DOCTOR MARIGOLD by Charles Dickens(read and download)
We were down at Lancaster, and I had done two nights more than fair
average business (though I cannot in honour recommend them as a quick
audience) in the open square there, near the end of the street where Mr.
Sly’s King’s Arms and Royal Hotel stands. Mim’s travelling giant,
otherwise Pickleson, happened at the self-same time to be trying it on in
the town. The genteel lay was adopted with him. No hint of a van. Green
baize alcove leading up to Pickleson in a Auction Room. Printed poster,
“Free list suspended, with the exception of that proud boast of an
enlightened country, a free press. Schools admitted by private
arrangement. Nothing to raise a blush in the cheek of youth or shock the
most fastidious.” Mim swearing most horrible and terrific, in a pink
calico pay-place, at the slackness of the public. Serious handbill in
the shops, importing that it was all but impossible to come to a right
understanding of the history of David without seeing Pickleson.
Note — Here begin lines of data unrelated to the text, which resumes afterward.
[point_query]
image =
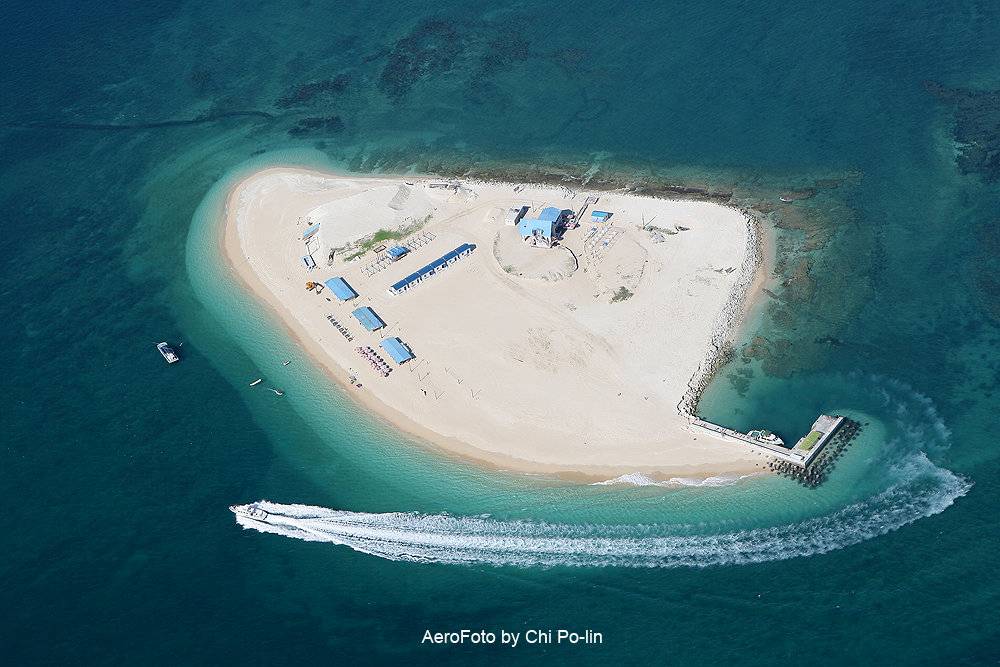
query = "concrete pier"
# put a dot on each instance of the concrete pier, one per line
(802, 454)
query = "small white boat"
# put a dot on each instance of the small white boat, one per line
(251, 511)
(168, 353)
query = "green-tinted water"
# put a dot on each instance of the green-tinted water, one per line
(120, 469)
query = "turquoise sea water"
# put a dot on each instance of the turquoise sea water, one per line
(123, 123)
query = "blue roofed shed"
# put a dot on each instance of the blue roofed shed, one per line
(397, 251)
(310, 232)
(340, 287)
(550, 214)
(530, 228)
(397, 350)
(369, 320)
(430, 269)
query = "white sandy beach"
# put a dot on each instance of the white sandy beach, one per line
(522, 359)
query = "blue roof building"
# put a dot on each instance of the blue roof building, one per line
(340, 287)
(397, 251)
(397, 350)
(550, 214)
(429, 270)
(369, 320)
(536, 232)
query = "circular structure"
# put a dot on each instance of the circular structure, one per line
(523, 260)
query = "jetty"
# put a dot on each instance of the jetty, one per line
(802, 455)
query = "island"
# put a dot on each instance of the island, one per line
(530, 327)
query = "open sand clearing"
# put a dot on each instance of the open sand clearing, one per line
(581, 358)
I went to the Auction Room in question, and I found it entirely empty of
everything but echoes and mouldiness, with the single exception of
Pickleson on a piece of red drugget. This suited my purpose, as I wanted
a private and confidential word with him, which was: “Pickleson. Owing
much happiness to you, I put you in my will for a fypunnote; but, to save
trouble, here’s fourpunten down, which may equally suit your views, and
let us so conclude the transaction.” Pickleson, who up to that remark
had had the dejected appearance of a long Roman rushlight that couldn’t
anyhow get lighted, brightened up at his top extremity, and made his
acknowledgments in a way which (for him) was parliamentary eloquence. He
likewise did add, that, having ceased to draw as a Roman, Mim had made
proposals for his going in as a conwerted Indian Giant worked upon by The
Dairyman’s Daughter. This, Pickleson, having no acquaintance with the
tract named after that young woman, and not being willing to couple gag
with his serious views, had declined to do, thereby leading to words and
the total stoppage of the unfortunate young man’s beer. All of which,
during the whole of the interview, was confirmed by the ferocious
growling of Mim down below in the pay-place, which shook the giant like a
leaf.
But what was to the present point in the remarks of the travelling giant,
otherwise Pickleson, was this: “Doctor Marigold,”–I give his words
without a hope of conweying their feebleness,–“who is the strange young
man that hangs about your carts?”–“The strange young _man_?” I gives
him back, thinking that he meant her, and his languid circulation had
dropped a syllable. “Doctor,” he returns, with a pathos calculated to
draw a tear from even a manly eye, “I am weak, but not so weak yet as
that I don’t know my words. I repeat them, Doctor. The strange young
man.” It then appeared that Pickleson, being forced to stretch his legs
(not that they wanted it) only at times when he couldn’t be seen for
nothing, to wit in the dead of the night and towards daybreak, had twice
seen hanging about my carts, in that same town of Lancaster where I had
been only two nights, this same unknown young man.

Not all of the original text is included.